How Service Providers Can Increase Profits from Mobile Data Services

Next Generation Communications Blog

How Service Providers Can Increase Profits from Mobile Data Services

By Mae Kowalke

When it comes to potential profits from the growth in mobile data use, network providers are sitting on a goldmine but often are not cashing in on it. What’s stopping them? Quite simply, networks that can’t keep pace with the demand.

There’s the temptation to apply brute force to this problem by simply building more network capacity the same way the existing infrastructure is designed. But it will take brains and brawn to be successful.

In this case, brains involve adopting technologies that enable on-demand quality of service (QoS) upgrades to deliver immediate, short-term boosts to network performance—for a fee. This is possible using dynamic QoS and traffic policy management to efficiently allocate network resources and generate additional revenue.

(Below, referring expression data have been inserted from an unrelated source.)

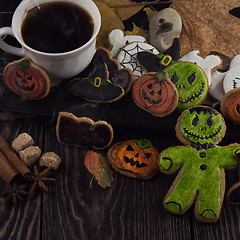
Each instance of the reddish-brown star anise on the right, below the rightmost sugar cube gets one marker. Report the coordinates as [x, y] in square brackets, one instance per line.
[39, 179]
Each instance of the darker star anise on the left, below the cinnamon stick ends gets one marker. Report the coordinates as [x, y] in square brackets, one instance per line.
[14, 193]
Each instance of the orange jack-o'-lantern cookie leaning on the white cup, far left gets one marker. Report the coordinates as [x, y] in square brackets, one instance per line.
[26, 79]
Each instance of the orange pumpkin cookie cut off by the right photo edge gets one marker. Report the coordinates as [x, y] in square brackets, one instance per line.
[230, 106]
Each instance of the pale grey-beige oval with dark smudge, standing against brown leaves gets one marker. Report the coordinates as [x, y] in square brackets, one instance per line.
[164, 27]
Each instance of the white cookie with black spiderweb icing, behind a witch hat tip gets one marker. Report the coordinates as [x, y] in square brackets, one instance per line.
[127, 56]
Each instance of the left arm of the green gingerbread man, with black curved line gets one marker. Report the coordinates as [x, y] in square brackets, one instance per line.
[172, 158]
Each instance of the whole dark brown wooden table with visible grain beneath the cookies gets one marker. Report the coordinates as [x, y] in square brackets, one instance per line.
[130, 209]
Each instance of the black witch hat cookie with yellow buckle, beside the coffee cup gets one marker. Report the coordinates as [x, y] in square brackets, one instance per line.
[97, 87]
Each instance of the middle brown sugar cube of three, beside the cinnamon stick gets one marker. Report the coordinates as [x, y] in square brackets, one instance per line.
[30, 155]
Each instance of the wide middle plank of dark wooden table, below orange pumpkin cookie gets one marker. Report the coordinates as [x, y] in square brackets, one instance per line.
[130, 209]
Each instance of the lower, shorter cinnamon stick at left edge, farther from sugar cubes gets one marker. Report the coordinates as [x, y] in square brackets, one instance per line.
[7, 171]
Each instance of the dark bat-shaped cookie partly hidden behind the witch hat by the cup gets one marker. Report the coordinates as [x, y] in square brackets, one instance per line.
[122, 77]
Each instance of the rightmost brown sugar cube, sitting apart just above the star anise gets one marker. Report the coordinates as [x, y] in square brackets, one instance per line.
[50, 159]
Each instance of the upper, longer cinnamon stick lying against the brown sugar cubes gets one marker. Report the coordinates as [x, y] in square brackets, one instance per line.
[13, 157]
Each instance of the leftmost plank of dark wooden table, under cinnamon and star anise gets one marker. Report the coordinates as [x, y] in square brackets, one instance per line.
[23, 222]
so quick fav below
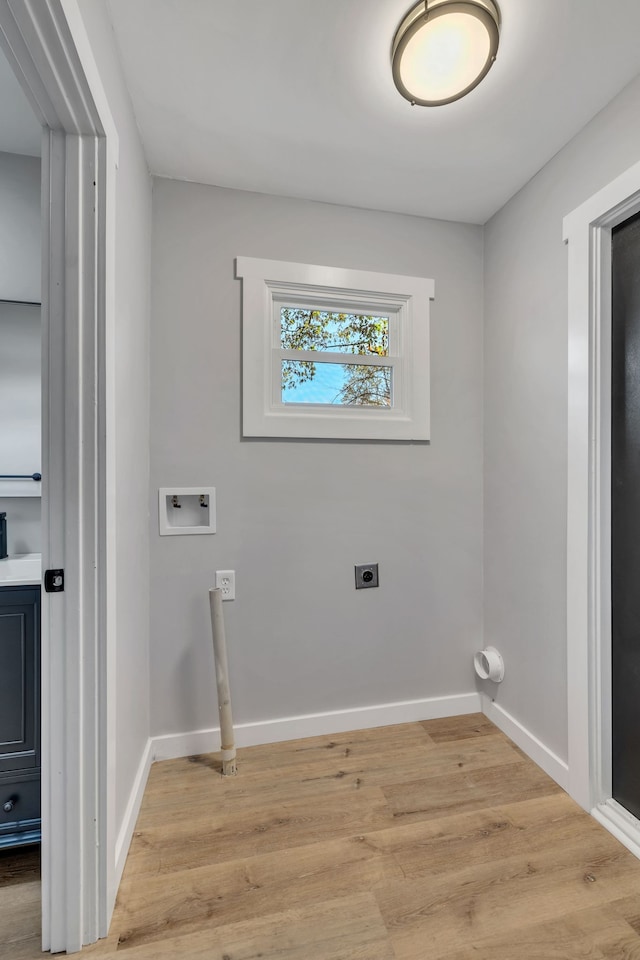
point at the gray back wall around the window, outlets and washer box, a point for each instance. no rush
(294, 517)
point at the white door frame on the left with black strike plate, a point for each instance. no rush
(47, 46)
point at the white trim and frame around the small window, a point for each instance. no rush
(404, 299)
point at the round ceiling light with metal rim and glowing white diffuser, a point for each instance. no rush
(443, 49)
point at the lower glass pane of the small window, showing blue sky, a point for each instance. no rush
(345, 384)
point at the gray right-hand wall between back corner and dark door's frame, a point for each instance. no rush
(525, 416)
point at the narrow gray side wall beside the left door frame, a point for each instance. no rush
(131, 427)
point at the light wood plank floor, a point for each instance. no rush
(428, 841)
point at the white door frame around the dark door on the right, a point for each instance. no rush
(587, 230)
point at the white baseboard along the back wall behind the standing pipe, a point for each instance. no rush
(170, 746)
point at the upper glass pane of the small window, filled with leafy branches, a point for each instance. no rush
(338, 332)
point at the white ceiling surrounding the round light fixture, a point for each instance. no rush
(295, 97)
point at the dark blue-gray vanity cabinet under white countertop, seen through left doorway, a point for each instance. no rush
(19, 715)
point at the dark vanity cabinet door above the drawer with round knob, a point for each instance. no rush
(19, 679)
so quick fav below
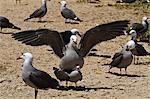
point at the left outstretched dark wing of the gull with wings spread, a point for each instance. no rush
(42, 37)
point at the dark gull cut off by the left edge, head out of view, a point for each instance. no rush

In other words, by intelligently applying technology that exists today, network providers can do more with the resources they already have, and get more leverage out of infrastructure investments.

Alcatel-Lucent calls this strategy application enablement, defined as “an industry vision that offers more effective ways to counteract the increasing gap between revenues and traffic growth” using “efficient high leverage network architecture that can provide low-cost transport for a wide range of new personalized multimedia services.”

“This solution can also generate additional revenues from application and content providers (ACPs), as well as from subscribers,” Alcatel-Lucent said in a recently published white paper.

To create high leverage networks and realize the benefits of application enablement, today’s providers must adopt new business models. Such models are based on the idea that trusted network capabilities can be combined with the web’s creativity to provide a richer application and content experience for consumers and enterprises.

“New revenue through new business models can result when opening these capabilities to a community of creative developers, in a managed and controlled way,” Alcatel-Lucent pointed out in its whitepaper. “This new revenue can help fund future network and web investments.”

Each of the two components in this integration—traditional networks and the web—bring strengths and factors to the table that can be used to create success. On the network side those factors include quality, security, privacy, reliability, billing, customer relationships and user context. On the web side, factors include innovation and speed.

In its white paper, Alcatel-Lucent lays out a vision for how application enablement can work. Subscribers pay a fee to get a temporary QoS upgrade—for a specified length of time, or for a particular application session (for example during a session of interactive gaming). Application and content providers such as Amazon or Hulu can also request guaranteed bandwidth to upgrade performance when online services are being delivered over mobile networks.

“Short-term QoS upgrades can be provided for a wide range of applications, including video on demand, IPTV, online gaming and Internet-based applications, such as video streaming, cloud computing or other business-related applications,” Alcatel-Lucent said in its white paper. “In addition, the dynamic traffic management methods used for on-demand QoS can support a broad spectrum of other personalized services in the years ahead.”